= Karen Engle =

American legal scholar

Karen Engle (born 1962) is the Minerva House Drysdale Regents Chair in Law and Founder and Co-director of the Bernard and Audre Rapoport Center for Human Rights and Justice at The University of Texas at Austin School of Law. She is also an affiliated faculty member of Latin American Studies and of Women's and Gender Studies. She teaches courses and specialized seminars in public international law, international human rights law, and legal theory.

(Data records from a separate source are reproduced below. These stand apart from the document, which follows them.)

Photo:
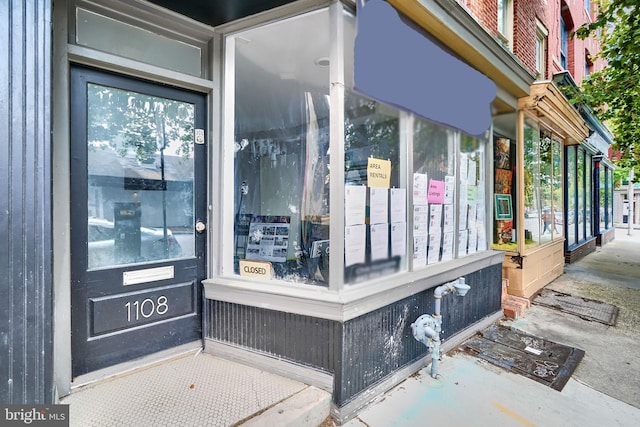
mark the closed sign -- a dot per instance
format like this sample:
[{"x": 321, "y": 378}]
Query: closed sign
[{"x": 255, "y": 269}]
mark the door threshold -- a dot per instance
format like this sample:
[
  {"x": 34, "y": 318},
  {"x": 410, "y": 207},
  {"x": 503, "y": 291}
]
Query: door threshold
[{"x": 126, "y": 368}]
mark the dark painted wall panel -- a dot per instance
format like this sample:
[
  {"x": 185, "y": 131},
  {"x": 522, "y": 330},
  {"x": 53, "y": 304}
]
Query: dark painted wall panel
[
  {"x": 363, "y": 351},
  {"x": 25, "y": 202},
  {"x": 307, "y": 340}
]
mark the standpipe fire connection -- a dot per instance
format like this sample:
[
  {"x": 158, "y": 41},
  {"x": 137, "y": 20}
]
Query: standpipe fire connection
[{"x": 427, "y": 328}]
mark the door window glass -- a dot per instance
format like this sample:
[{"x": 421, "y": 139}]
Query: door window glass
[{"x": 140, "y": 178}]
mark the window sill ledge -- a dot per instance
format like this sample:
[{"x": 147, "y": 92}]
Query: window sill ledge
[{"x": 350, "y": 302}]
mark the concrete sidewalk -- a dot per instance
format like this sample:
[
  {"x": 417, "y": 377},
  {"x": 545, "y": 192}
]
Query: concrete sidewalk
[
  {"x": 202, "y": 390},
  {"x": 603, "y": 390}
]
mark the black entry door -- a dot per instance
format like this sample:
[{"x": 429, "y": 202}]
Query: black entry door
[{"x": 138, "y": 209}]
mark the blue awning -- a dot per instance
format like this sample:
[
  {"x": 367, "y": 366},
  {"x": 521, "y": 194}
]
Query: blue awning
[{"x": 396, "y": 64}]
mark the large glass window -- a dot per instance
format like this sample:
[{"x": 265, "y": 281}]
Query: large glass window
[
  {"x": 472, "y": 201},
  {"x": 588, "y": 214},
  {"x": 543, "y": 185},
  {"x": 281, "y": 146},
  {"x": 603, "y": 198},
  {"x": 434, "y": 165},
  {"x": 610, "y": 193},
  {"x": 279, "y": 105},
  {"x": 557, "y": 184},
  {"x": 571, "y": 196},
  {"x": 504, "y": 232},
  {"x": 580, "y": 174},
  {"x": 372, "y": 190}
]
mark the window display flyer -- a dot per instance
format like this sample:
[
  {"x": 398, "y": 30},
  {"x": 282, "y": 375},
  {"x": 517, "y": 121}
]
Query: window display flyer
[
  {"x": 355, "y": 237},
  {"x": 449, "y": 189},
  {"x": 420, "y": 188},
  {"x": 435, "y": 241},
  {"x": 268, "y": 238},
  {"x": 419, "y": 251},
  {"x": 398, "y": 205},
  {"x": 473, "y": 241},
  {"x": 471, "y": 176},
  {"x": 398, "y": 239},
  {"x": 435, "y": 219},
  {"x": 463, "y": 238},
  {"x": 355, "y": 200},
  {"x": 378, "y": 205},
  {"x": 447, "y": 246},
  {"x": 379, "y": 241},
  {"x": 378, "y": 173},
  {"x": 448, "y": 218},
  {"x": 436, "y": 192},
  {"x": 420, "y": 220}
]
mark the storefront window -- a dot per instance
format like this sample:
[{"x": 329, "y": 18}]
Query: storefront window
[
  {"x": 588, "y": 196},
  {"x": 610, "y": 198},
  {"x": 504, "y": 233},
  {"x": 580, "y": 191},
  {"x": 571, "y": 196},
  {"x": 280, "y": 106},
  {"x": 543, "y": 185},
  {"x": 375, "y": 234},
  {"x": 532, "y": 211},
  {"x": 546, "y": 186},
  {"x": 281, "y": 145},
  {"x": 433, "y": 166},
  {"x": 603, "y": 198},
  {"x": 472, "y": 201},
  {"x": 557, "y": 188}
]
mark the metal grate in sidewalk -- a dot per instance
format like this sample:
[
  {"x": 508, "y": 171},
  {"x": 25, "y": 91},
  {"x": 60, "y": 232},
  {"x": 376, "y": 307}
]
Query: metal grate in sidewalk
[{"x": 585, "y": 308}]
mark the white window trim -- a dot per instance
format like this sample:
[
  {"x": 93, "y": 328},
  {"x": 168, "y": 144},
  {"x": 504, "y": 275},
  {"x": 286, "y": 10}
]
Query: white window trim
[
  {"x": 507, "y": 38},
  {"x": 340, "y": 301},
  {"x": 542, "y": 34}
]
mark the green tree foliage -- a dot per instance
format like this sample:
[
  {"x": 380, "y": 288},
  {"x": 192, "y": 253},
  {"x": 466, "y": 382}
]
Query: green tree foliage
[{"x": 614, "y": 92}]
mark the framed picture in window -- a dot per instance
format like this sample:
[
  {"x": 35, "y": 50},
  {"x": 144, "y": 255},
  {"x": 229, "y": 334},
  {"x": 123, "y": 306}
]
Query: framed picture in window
[{"x": 503, "y": 207}]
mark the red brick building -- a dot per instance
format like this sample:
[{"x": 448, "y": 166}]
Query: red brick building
[{"x": 539, "y": 33}]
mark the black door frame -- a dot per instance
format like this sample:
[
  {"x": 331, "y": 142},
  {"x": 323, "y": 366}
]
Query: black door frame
[{"x": 183, "y": 328}]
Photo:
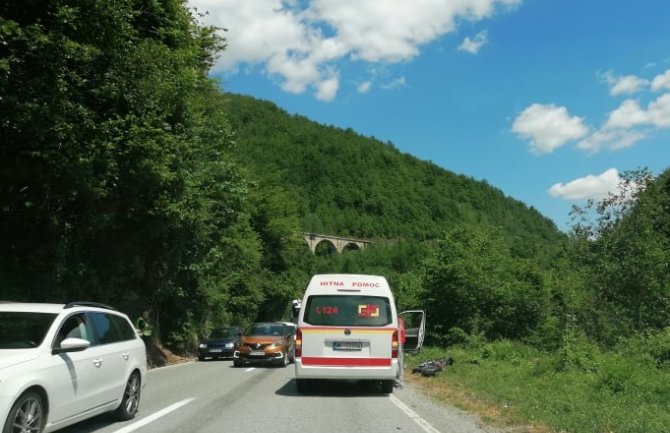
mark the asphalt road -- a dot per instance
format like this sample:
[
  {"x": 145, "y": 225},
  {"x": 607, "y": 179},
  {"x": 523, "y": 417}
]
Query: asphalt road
[{"x": 212, "y": 396}]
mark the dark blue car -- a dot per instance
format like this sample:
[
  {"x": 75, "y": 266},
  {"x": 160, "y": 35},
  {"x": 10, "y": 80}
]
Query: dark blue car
[{"x": 220, "y": 343}]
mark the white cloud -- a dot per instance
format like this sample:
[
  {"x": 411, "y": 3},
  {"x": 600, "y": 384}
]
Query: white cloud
[
  {"x": 624, "y": 85},
  {"x": 327, "y": 89},
  {"x": 661, "y": 81},
  {"x": 364, "y": 87},
  {"x": 548, "y": 127},
  {"x": 631, "y": 114},
  {"x": 397, "y": 83},
  {"x": 473, "y": 45},
  {"x": 610, "y": 138},
  {"x": 628, "y": 114},
  {"x": 594, "y": 187},
  {"x": 302, "y": 41}
]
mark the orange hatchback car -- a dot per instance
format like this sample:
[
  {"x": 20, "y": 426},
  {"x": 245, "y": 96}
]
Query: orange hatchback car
[{"x": 268, "y": 343}]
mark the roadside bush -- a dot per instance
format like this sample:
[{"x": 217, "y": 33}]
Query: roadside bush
[{"x": 577, "y": 353}]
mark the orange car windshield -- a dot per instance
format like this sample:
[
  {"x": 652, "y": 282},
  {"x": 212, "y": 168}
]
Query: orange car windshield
[{"x": 274, "y": 330}]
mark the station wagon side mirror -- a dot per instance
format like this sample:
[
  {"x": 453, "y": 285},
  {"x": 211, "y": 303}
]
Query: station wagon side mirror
[{"x": 71, "y": 345}]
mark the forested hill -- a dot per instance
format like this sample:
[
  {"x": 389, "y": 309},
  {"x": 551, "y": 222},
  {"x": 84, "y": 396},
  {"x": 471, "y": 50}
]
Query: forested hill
[{"x": 348, "y": 184}]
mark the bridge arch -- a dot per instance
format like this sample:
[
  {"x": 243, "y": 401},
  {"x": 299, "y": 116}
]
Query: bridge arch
[{"x": 340, "y": 243}]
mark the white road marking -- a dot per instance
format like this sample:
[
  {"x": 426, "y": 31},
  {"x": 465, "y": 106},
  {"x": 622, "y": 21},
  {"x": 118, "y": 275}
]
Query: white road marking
[
  {"x": 154, "y": 417},
  {"x": 425, "y": 425}
]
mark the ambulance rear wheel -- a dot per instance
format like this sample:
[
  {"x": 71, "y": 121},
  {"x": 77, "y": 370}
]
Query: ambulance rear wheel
[{"x": 303, "y": 385}]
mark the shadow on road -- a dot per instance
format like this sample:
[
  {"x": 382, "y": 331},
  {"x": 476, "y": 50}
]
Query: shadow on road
[{"x": 334, "y": 388}]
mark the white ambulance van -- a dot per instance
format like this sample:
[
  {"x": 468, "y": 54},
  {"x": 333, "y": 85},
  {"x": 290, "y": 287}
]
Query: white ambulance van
[{"x": 348, "y": 329}]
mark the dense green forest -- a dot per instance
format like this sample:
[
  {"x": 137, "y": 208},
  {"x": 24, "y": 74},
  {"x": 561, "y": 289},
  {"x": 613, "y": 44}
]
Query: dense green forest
[{"x": 129, "y": 177}]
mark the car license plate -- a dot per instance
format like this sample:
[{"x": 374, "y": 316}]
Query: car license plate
[{"x": 347, "y": 345}]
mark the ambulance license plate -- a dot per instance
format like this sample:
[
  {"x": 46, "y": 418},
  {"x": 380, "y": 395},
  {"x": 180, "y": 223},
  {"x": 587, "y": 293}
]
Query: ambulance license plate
[{"x": 347, "y": 345}]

Professor Engle writes on the interaction between social movements and law, particularly in the fields of international human rights law, international criminal law, and Latin American law. She is author of numerous scholarly articles and of The Grip of Sexual Violence in Conflict: Feminist Interventions in International Law (Stanford University Press, 2020) as well as The Elusive Promise of Indigenous Development: Rights, Culture, Strategy (Duke University Press, 2010), which received the Best Book Award from the American Political Science Association Section on Human Rights. She is co-editor of Anti-Impunity and the Human Rights Agenda (Cambridge University Press, 2016) and After Identity: A Reader in Law and Culture (Routledge, 1995).

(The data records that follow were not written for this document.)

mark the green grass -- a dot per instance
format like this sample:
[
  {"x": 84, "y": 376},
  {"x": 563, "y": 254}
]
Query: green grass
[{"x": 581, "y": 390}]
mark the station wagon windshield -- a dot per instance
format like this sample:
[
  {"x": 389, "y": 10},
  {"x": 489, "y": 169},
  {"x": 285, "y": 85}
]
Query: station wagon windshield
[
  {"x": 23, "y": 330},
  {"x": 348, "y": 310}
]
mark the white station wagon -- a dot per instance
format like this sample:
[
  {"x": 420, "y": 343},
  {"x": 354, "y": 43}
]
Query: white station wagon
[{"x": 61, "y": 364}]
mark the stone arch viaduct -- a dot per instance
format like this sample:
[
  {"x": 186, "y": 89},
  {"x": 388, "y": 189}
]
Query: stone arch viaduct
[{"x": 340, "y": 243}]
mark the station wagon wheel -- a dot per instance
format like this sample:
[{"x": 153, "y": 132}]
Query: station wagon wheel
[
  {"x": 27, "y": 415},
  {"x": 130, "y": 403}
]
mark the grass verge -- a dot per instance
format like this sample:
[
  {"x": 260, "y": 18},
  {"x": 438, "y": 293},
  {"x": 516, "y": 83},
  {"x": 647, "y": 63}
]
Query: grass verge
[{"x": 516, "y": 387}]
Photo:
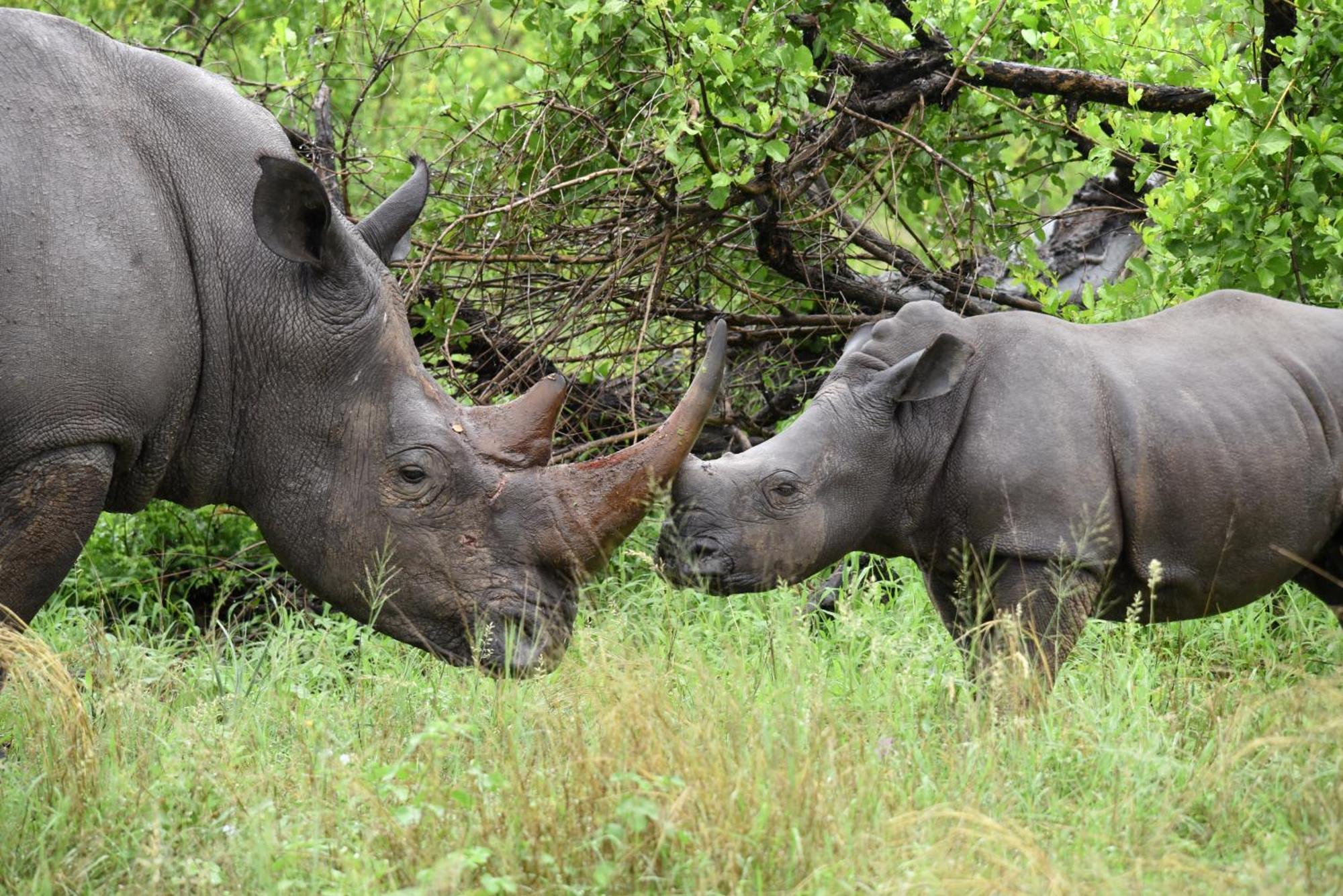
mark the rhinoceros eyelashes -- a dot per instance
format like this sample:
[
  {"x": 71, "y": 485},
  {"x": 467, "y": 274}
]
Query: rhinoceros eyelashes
[{"x": 291, "y": 211}]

Professor Engle received her J.D. magna cum laude from Harvard Law School and a B.A. with honors from Baylor University. Following law school, she clerked for Judge Jerre S. Williams on the 5th Circuit Court of Appeals, and then served as a post-doctoral Ford Fellow in Public International Law at Harvard Law School. She was Professor of Law at the University of Utah prior to joining the University of Texas in 2002.

Engle received a Bellagio Residency Fellowship from the Rockefeller Foundation in 2009 and an assignment as a Fulbright Senior Specialist in Bogotá in 2010. In 2016–17, she was the Deborah Lunder and Alan Ezekowitz Founders’ Circle Member at the Institute for Advanced Study in Princeton. She has taught at a number of universities around the world and, most recently, was a visiting professor at Harvard Law School in 2018.